Chemically synthesized Fut8-siRNAs were custom designed to target the Fut8 gene. The siRNA sequences were identified using BLAST and the human genome database to assess possible cross-reactivity. Four siRNAs (5′-UCCGACACCGAUACCGACA-3′; 5′-GGGUGUCUCAGUUUGUCAA-3′; 5′-GGUGCAUGUUGAAGAACAUTT-3′; and 5′-GGUGUGUAAUAUCAACAAATT-3′) were synthesized and pooled, and the dried siRNA pools were reconstituted in DEPC-treated H2O to a final concentration of 30 nM and stored at −20°C until use. For cell transfection, cells were added to six-well culture plates and incubated for 24 h to allow cell multiplication in an antibiotic-free medium. Then, the siRNAs and transfection reagent were complexed as recommended by the manufacturer and added to the cell culture wells.

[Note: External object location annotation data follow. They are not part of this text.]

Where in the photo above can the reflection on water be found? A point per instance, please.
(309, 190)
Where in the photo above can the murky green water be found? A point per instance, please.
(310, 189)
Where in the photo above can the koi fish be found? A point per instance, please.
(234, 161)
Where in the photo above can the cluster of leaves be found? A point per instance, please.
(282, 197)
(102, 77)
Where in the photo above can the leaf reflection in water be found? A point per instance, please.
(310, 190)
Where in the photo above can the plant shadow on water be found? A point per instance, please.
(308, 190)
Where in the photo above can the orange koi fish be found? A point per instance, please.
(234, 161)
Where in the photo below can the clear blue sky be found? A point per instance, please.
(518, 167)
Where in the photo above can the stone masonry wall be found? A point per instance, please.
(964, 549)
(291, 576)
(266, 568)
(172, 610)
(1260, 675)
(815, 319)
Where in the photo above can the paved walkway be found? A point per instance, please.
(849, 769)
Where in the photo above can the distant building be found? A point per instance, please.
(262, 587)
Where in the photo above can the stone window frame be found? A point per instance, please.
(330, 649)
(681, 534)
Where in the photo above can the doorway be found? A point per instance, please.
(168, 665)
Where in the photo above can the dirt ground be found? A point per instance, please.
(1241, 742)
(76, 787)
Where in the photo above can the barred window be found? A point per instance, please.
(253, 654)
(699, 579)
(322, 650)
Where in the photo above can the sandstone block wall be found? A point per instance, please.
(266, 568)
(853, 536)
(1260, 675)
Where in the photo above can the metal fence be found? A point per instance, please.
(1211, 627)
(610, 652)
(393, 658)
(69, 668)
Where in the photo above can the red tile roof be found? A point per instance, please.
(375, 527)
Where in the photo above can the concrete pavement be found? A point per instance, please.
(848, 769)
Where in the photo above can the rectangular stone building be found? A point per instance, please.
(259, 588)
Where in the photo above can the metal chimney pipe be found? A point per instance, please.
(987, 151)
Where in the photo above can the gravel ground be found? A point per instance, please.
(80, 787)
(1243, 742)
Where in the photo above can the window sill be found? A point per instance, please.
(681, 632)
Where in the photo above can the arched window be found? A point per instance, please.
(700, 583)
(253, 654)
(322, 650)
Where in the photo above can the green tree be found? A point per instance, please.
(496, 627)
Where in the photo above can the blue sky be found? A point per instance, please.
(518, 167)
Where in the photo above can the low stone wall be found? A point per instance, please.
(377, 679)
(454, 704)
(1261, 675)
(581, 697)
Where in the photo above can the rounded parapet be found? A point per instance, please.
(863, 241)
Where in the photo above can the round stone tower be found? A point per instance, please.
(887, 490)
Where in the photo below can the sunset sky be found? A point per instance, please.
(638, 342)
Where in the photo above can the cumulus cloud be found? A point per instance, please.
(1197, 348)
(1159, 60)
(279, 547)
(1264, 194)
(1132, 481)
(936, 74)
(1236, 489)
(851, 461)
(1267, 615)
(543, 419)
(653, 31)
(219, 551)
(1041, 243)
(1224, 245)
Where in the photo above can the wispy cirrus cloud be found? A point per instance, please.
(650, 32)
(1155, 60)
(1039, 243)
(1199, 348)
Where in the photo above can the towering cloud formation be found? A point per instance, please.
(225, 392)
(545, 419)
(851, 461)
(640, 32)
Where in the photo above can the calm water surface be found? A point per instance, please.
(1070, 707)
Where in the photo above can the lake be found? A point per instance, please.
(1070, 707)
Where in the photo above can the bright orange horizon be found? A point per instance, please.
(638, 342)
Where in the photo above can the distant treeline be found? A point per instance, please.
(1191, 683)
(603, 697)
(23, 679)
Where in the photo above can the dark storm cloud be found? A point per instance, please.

Real-time RT-PCR analysis.
Total RNA was extracted from the HK-2 cells using TRIzol according to the manufacturer's instructions. The first-strand cDNA synthesis was carried out using a SYBR PrimerScript RT-PCR Kit according to the manufacturer's instructions. Relative levels of mRNA for Fut8 were determined by real-time PCR with a LightCycler (Roche, Mannheim, Germany) according to the manufacturer's manual. The following two sets of primers, 5′-TGGACTGCACAATCGATACACGA-3′ (forward) and 5′-AGTTTGCAGAGGCATCAGGATGTAG-3′ (reverse), were for Fut8; and 5′-GAAGGTGAAGGTCGGAGT-3′ (forward) and 5′-GAAGATGGTGATGGGATTTC-3′ (reverse) were for GAPDH. PCR products obtained after 30 s at 95°C, followed by 40 cycles of 5 s at 95°C, 20 s at 60°C, and 30 s at 72°C, were assessed for specificity by melting curve analysis. To control for variations in the amount of DNA available for PCR in the different samples, the levels of gene expression of the target sequence were normalized in relation to that of the housekeeping gene GAPDH. All samples were analyzed in triplicate.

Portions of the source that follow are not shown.